Opinion by Michal “Mehow” Pospieszalski, founder of AmericanFortress Every time I read another headline about a billion-dollar crypto hack, I feel two things at once: anger and responsibility
Opinion by Michal “Mehow” Pospieszalski, founder of AmericanFortress
Every time I read another headline about a billion-dollar crypto hack, I feel two things at once: anger and responsibility.
I’ve spent the last 20 years working in cybersecurity. Before crypto, I worked in the Beltway trenches, helping government systems keep bad actors out. After that, I was a white-hat hacker, showing companies how easily their digital doors could be kicked in.
But here’s the truth most people don’t want to hear: Crypto isn’t getting hacked because it’s decentralized. It’s getting hacked because it was never designed for humans.
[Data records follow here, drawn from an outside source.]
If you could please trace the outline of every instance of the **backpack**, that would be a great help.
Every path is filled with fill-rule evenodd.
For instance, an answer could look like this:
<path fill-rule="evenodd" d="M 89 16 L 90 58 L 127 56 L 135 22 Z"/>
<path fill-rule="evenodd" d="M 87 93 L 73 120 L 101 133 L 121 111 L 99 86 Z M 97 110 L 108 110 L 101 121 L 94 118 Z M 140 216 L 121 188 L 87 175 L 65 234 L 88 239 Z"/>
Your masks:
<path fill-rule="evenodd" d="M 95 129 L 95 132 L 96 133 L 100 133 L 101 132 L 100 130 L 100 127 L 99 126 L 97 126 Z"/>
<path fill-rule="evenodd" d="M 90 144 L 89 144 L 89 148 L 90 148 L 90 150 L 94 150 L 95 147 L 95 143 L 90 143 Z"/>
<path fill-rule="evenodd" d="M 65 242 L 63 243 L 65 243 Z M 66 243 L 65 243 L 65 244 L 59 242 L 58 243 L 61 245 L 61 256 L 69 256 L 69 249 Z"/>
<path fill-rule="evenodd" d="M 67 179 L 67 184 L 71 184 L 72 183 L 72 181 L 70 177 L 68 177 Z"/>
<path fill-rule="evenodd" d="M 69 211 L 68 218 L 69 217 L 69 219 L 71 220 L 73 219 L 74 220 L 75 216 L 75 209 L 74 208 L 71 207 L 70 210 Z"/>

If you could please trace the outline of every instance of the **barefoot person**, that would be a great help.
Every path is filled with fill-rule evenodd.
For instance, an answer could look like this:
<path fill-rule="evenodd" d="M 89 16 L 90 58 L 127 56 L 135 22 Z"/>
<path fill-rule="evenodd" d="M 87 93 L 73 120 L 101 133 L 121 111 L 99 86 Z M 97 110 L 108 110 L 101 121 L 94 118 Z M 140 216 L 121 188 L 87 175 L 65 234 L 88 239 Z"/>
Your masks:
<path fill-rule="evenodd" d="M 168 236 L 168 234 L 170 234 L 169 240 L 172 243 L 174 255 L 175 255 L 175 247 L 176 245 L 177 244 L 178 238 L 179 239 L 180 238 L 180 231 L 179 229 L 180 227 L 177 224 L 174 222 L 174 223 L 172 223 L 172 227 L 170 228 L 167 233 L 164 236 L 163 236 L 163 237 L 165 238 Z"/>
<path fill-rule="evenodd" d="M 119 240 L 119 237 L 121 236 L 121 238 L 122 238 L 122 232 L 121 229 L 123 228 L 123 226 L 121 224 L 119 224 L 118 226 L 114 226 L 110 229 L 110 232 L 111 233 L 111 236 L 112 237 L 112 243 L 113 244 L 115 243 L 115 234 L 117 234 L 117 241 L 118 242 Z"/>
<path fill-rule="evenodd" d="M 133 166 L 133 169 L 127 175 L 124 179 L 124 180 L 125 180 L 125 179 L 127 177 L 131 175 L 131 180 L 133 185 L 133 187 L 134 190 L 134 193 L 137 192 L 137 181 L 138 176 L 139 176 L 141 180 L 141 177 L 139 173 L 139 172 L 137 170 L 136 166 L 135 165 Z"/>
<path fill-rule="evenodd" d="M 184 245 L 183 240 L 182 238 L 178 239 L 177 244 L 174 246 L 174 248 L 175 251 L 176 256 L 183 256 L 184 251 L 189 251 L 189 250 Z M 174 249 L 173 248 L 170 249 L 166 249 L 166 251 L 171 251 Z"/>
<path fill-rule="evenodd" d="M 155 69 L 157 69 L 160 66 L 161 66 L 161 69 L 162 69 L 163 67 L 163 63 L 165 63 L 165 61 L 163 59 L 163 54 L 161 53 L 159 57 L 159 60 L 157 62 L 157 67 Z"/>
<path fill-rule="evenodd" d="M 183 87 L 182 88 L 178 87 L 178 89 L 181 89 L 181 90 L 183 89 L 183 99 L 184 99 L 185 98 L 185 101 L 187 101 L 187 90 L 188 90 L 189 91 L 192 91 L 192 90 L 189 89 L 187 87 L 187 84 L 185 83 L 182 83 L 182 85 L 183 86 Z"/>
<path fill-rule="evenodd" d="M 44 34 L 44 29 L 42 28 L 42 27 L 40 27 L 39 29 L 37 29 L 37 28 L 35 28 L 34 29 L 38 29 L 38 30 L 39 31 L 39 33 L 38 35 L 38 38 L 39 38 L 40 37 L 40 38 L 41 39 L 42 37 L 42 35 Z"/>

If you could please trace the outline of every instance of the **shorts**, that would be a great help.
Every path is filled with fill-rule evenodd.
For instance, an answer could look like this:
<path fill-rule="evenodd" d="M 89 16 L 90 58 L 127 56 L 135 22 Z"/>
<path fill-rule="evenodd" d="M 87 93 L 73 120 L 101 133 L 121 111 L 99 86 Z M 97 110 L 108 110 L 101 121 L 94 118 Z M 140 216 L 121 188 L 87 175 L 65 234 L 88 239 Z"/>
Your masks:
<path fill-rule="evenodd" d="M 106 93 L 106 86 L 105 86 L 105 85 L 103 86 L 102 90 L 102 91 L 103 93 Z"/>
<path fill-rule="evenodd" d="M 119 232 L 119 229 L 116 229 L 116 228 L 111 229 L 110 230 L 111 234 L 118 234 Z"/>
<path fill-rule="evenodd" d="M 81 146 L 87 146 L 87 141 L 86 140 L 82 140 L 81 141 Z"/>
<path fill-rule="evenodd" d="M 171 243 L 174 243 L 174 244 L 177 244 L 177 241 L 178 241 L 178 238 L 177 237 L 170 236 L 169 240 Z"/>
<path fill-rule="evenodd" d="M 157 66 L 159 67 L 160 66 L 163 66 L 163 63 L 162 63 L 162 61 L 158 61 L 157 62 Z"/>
One look at the latest wave of scams, whether it be fake X links mimicking wallet URL, copy-paste address swaps stealing millions in seconds or AI-generated “support agents” tricking users in Discord, reveals they aren’t zero-day exploits or deep protocol bugs. They’re user experience failures, at scale.
People are getting tricked because they’re asked to make collectively billion-dollar decisions using unreadable wallet strings, clunky confirmation windows, and no clear way to verify who they’re sending to.
What we need as a space is to eliminate address-based phishing entirely. Instead of copying a wallet address, you should be able to just type a name. Under the hood, the system then generates a stealth, unique address, known only to sender and receiver.
It’s the difference between asking users to check every pixel of a 42-character string… and letting them send crypto like they send a Venmo.
With $1.5 billion stolen in the latest ByBit hack, phishing attacks up 58% year-over-year, and 9 out of 10 organizations reporting security breaches, the threat landscape is evolving. Deepfakes, voice phishing, and AI-powered social engineering are now targeting reserve-backed chains and financial infrastructure. If we want to future-proof crypto, we need to redefine how digital assets are transacted, stored, and secured.
Send-to-name technology, where receive addresses are generated privately between sender and recipient, with no public transaction history, offers exactly that. When embedded alongside off-chain KYC/AML compliance systems, it can power the U.S. Crypto Strategic Reserve and other sovereign-grade networks to operate with frictionless, fully compliant asset management for individuals, institutions, and autonomous AI agents alike.
The Bybit breach wasn’t some unsolvable mystery. Neither was the Coinbase mass phishing scam or any of the myriad wallet-poisoning scams that occur daily. These are predictable, repeatable failures that could’ve been prevented by simply not exposing wallet addresses at all.
The crypto industry is drowning in post-mortems. What we need are pre-mortems, systems that don’t just detect fraud after it happens, but make it mathematically impossible before it starts.
That’s what send-to-name does. And it works across Ethereum, Bitcoin, Solana, and beyond.If we don’t build in safety ourselves, governments will do it for us.
Crypto can do better, not with more rules or another plugin, but with default-private, human-readable, send-to-name infrastructure that stops scams before they start.
It’s time to fix the foundation, the rest is just noise.